Was sagt einer, der sein ganzes Leben damit verbracht hat, zu glauben, dass alles Schlechte, das auf der Welt geschieht, das Ergebnis eines böswilligen Gottes ist, wenn er morgens aufwacht und aus dem Fenster schaut und die Welt noch immer so beschissen ist, wie sie es immer war?
Er sagt: „Scheiße.“
Das jedenfalls habe ich gesagt.
Das muss man gelesen haben: Shalom Auslander in einem hinreißenden Abrechnung mit Gott, oder besser: den gewalttätigen und strafenden Gottesbildern des christlichen Fundamentalismus und des konservativen Judentums, in der Zeit.
Sehr guter Text. So was kann nur ein Jude schreiben. Das gleiche Thema in Romanform, mit demselben Humor als Buchempfehlung:
„Weiß Gott“ von Joseph Heller. Antiquarisch kaufen z.B. hier: http://tinyurl.com/yz2yens
Was ich als Atheist allerdings nicht nachvollziehen kann, ist das Gefühl des „Fehlens von Verantwortlichen“, was einige exGläubige in ihrem „neuen Leben“ so deprimiert. Kann mir das jemand erklären?
Alle Atheisten/Agnostiker die ich kenne, sind zufrieden damit, verantwortliche Personen und Vorgänge auf der diesseitigen Welt identifizieren zu können und entsprechend damit umzugehen.

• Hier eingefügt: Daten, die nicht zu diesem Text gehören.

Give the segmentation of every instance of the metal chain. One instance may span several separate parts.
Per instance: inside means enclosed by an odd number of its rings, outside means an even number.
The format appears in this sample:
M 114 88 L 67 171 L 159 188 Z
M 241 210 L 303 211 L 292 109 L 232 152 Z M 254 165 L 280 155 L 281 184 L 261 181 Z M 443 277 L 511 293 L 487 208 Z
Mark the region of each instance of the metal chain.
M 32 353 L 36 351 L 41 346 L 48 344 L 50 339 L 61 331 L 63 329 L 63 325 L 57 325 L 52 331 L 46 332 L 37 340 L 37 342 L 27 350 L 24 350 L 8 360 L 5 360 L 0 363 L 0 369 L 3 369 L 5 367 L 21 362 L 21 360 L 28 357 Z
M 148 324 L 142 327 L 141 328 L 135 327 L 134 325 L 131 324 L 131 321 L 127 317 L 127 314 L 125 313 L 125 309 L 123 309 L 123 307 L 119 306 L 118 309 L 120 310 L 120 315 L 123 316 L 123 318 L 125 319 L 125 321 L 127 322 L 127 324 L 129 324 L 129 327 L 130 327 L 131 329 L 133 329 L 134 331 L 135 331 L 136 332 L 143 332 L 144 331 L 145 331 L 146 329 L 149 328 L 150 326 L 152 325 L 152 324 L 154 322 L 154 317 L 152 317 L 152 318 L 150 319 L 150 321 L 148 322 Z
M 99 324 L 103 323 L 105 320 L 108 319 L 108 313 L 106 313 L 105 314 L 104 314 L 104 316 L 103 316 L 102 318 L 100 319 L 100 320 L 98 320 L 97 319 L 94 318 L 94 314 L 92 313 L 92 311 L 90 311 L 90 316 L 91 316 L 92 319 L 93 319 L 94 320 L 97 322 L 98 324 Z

Ob allerdings diese identifizierte „Verantwortlichkeit“ immer zurecht zutrifft, steht auf einem anderen Blatt… 😉 Gerade Linke neigen sehr dazu, „der Gesellschaft“ oder „dem Kapitalismus“ alles in die Schuhe zu schieben.
Gruss Frank
ich kann’s auch nicht erklären, scheint mir aber doch mit der Erziehung zu tun zu haben, alles in Schuldkategorien zu sehen – das ist ja noch etwas anderes als „Verantwortung“. Und wenn man mal z.B. René Girard liest, dann versteht man, dass Glaube auch zum Gegenteil führen kann, nämlich der Überwindung des Sündenbock-Mechanismus, der hier so genial beschrieben wird.
Es gibt auch Naturkatastrophen usw., für die es keine Verantwortlichen gibt. Auch gesellschaftliche Bewegungen scheinen manchmal unabwendbar zu sein. Wer die Menschen wirklich erreichen will, muss wohl bereit sein, sich kreuzigen zu lassen.
Stimmt! Ich glaube, „Schuld“ ist der richtige Ansatz. Schuld für vermeintliches Fehlverhalten der eigenen Person oder anderer Personen in Beug auf den angeblich bekannten Willen Gottes. Haben die nie was davon gehört, dass Gott unergründlich ist, d.h. unerforschlich und unserem Verständnis unfassbar (Jesaja 40,28; Psalm 145,3; Römer 11,33-34).?
Könnte sein, dass diese Leute Dichotomie denken und zusätzlich alles in moralische Kategorien fassen müssen?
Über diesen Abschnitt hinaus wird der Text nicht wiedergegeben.